All elements used to build the stage, the front and
backstage, are objects that can be found at any port. This
is the reason why it was decided that this stage should
be included within the “Urban design and landscape”
section. Taking each of the elements that make up the
project out of their context provides another insight over
this environment. The reinterpretation of the existing
industrial landscape means that, for a couple of hours,
a new life and a different point of view is brought to the
area. Here, barriers disappear between art, architecture
and engineering, between port and city, between private
management and public initiatives.
Cranes, containers, machinery, beams, docks are
reorganised to create a unique place to listen to music
under the summer sky. The employees of the company
itself are involved in the turning on and off of the dock
lights and of the enormous cranes under which the
musician and audience sit themselves to create such a
unique atmosphere.
The collocation of each of the elements and cranes is
aimed at protecting against the wind and avoiding
parallel faces that can create static waves to the sound.
The red colour of the cranes conditions the colour of the
containers and creates the feeling of unity once built.

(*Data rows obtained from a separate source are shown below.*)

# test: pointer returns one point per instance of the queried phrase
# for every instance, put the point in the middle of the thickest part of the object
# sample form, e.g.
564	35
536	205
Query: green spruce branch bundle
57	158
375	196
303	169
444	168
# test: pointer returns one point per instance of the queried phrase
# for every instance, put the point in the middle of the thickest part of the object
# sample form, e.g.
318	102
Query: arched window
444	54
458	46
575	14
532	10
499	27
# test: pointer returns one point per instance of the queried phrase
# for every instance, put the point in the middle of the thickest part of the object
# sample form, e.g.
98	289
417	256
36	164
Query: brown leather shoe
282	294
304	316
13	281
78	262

Over three thousand people flock to the port to listen to
the concert each year in order to experiment first-hand the
inherent attractiveness of the ports, hence, they perceive
these installations as powerful and, despite their industrial
configuration, they do not stop being beautiful, because
these gargantuan structures are capable of housing the
most spectacular works of composers such as Beethoven,
Verdi, Wagner, Bizet, and Prokoviev, to name a few.